What really threw me is that the rewriter already had an example of doing this redirecting that worked fine, even though it didn’t point to a module. The rewrite rule was that if you asked for “/test”, you were redirected to “/test/”. Having learned that I couldn’t return the URL I was directing to (since it didn’t point to a module), I needed to return something else. I didn’t want to hard-code the “/test/” string that gets returned when doing a redirect, because in Roxy, the test directory doesn’t always exist. So I tried returning “/app/” instead, which should always exist. That didn’t work.
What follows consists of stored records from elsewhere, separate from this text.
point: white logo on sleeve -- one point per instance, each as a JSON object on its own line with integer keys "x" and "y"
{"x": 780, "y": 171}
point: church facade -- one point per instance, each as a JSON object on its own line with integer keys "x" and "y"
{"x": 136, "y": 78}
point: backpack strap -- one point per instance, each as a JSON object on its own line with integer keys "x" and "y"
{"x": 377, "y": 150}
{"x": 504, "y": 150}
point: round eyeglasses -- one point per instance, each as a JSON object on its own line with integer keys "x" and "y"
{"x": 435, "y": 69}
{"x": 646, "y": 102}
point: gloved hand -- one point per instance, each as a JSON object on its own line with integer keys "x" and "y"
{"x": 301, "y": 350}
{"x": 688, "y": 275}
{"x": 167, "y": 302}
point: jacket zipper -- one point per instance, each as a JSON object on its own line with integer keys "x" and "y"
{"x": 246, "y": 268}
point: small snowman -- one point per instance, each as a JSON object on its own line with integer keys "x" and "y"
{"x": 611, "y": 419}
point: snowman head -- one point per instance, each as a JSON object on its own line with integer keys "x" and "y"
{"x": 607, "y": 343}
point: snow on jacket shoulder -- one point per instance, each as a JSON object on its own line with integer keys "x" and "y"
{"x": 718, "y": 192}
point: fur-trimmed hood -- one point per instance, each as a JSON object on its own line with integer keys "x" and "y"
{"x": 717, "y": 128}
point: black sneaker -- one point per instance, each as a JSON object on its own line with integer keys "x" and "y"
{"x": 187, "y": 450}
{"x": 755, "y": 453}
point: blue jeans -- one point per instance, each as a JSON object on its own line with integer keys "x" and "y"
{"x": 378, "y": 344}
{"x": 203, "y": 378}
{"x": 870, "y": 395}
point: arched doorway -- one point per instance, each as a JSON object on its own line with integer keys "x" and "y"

After a little thought, I realized that the test directory has a default.xqy module in it, while the app directory does not. If you send a request to MarkLogic that is just a directory, it will look for default.xqy in that directory — when the rewriter returned “/test/”, MarkLogic found “/test/default.xqy” and was happy. When the rewriter returned “/app/” and there was no “/app/default.xqy”, MarkLogic was not happy. For my situation, “/roxy/no-op.xqy” became the URL returned when doing a direct.
Of course, rewriting in a single step is nicer in a lot of ways, but allowing the redirect simplifies the rewriting rules that Roxy allows developers to write.
Tags: gotcha, marklogic, rewriter, roxy
October 21st, 2016 at 12:57 am
Hi David,
After upgrading to MarkLogic 7 to MarkLogic 8, website links are not working. I understood, rewriter.xml has some issue. Can you guide to resolve this issue?
Thanks,
Kumar
October 21st, 2016 at 7:18 am
MarkLogic 7 used /MarkLogic/rest-api/rewriter.xqy; MarkLogic 8+ uses /MarkLogic/rest-api/rewriter.xml. Since Roxy’s rewriter handles REST API endpoints as well as its own, it had to change. If you update to the latest Roxy, that should fix your problem (“./ml upgrade” from within your project directory). If not, Stack Overflow provides a good place to ask where you can provide more details about your error and get more eyes on the problem.
October 24th, 2016 at 9:04 am
Hi David,
If we update to the latest Roxy, will it have any impact on the existing MarkLogic 8 content/application?
October 24th, 2016 at 11:12 am
kumar, MarkLogic 8.0-6 has a change to Query Console that breaks Roxy’s bootstrapping process. The problem has already been fixed on the dev branch, and we’ll be doing a new release very soon (likely this week) to bring that fix onto the master branch.